日の出の花 [風景]
杉並木の日の出はまるで魔法の国への連絡通路のようだ。
闇の世界から光の世界へ。この世紀の変化の過程において、信じられない花が咲く。
1. 杉並木の内側は闇の世界だ。そこから覗く外側は明の世界である。
明の世界に突然真っ赤な花が咲く。まるで火が付いたようだ。枝が燃えている。
2. 梢を見上げるともっとすごい花が…。杉の枝の向こうにえらそうにそびえる花が同じ杉の一部だとは、にわかには信じられない。
3. 引き寄せてみても何も変わらない。
4. やせ細った梢もこの時ばかりは得意げに見える。
5. 梢が万歳をしているようにも見える。
6. 闇の世界と対峙させるとさらに輝く。
8. どうしてもあれが杉の梢だと信じられない方々には、これからの3枚連続撮影を見ていただけるといい。梢の左側に日の出が差し始めた。
9. 数秒後、赤みが増す。
10. さらに数秒後の最盛期。これを左の方角から撮ると、赤一色の魔法の花となる。
高山でも杉でも、朝焼けの原理は同じだ。地球の薄い大気層を、接線状態の太陽光が照らす時に一番赤くなる。ただ被写体によって赤さが異なる。白や褐色のものが一番赤くなる。雪を頂いた高山は白いので赤をよく反射する。雪が積もらない高山でも赤茶けた土が露出する面は赤く焼ける。アルプスや富士山の朝焼けがこれである。

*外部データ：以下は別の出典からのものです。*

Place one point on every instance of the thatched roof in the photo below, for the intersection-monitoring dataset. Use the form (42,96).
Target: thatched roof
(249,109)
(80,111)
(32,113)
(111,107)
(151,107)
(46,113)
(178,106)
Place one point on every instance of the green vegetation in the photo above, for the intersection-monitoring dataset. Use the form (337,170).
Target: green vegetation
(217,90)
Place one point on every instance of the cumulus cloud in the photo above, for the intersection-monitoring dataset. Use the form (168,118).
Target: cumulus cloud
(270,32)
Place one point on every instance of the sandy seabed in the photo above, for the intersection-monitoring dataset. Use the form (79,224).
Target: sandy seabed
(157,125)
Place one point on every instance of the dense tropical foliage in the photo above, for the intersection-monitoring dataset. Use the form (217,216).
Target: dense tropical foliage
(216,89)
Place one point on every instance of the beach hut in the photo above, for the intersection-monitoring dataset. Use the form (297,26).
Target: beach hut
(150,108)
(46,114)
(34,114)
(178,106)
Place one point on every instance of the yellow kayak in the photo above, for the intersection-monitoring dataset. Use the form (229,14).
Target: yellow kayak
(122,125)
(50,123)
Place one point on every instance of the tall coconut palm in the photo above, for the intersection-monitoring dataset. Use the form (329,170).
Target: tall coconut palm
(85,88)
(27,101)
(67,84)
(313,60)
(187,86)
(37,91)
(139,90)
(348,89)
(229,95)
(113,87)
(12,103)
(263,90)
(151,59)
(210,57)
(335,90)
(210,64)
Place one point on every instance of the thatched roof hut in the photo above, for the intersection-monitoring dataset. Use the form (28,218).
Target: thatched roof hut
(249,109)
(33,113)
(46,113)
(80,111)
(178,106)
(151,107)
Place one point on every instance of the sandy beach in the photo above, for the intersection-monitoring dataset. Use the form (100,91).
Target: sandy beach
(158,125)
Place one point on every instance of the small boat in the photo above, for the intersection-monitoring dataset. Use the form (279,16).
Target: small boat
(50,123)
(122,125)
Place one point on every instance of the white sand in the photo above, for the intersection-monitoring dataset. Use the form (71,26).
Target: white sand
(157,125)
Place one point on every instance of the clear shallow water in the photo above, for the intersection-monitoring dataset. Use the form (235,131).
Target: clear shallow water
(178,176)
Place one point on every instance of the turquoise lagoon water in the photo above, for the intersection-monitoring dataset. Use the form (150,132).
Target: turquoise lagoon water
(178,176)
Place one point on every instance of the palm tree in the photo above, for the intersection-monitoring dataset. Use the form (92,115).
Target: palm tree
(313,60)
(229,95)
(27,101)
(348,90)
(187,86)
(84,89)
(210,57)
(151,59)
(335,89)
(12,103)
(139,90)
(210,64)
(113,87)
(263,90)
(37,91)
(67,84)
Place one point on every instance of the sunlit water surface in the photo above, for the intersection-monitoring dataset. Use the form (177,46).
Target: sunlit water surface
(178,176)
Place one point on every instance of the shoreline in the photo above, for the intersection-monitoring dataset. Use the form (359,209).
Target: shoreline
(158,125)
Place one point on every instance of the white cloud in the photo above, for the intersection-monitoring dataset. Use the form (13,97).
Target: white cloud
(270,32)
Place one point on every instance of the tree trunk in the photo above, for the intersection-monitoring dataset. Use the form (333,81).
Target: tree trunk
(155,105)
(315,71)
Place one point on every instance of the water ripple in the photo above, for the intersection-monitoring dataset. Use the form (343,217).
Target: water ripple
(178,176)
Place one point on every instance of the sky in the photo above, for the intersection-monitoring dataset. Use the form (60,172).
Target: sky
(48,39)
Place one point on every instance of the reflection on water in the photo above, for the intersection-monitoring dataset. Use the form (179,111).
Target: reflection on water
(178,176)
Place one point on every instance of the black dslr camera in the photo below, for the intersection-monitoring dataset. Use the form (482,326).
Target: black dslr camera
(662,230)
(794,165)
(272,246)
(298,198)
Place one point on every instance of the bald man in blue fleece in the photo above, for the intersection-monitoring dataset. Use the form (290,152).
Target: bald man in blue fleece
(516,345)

高山でも男体山のように、樹木限界線が山頂に近い時は、緑の木々が赤色を吸収してしまうので赤く反射することはない。
杉の梢は緑色ではないか? 確かに緑色が強い。しかし樹齢400年近い杉の梢は、長年太陽に焼かれてきたため「日焼け」して褐色になっている。さらにこの時期は、杉の雄花と雌花が鈴生りになっていて、杉の梢の表面は褐色で覆われている。
さらに、赤く焼けた梢を暗い闇から覗き見することから、カメラでとらえた梢の朝焼けの赤色が一段と強くなるのである。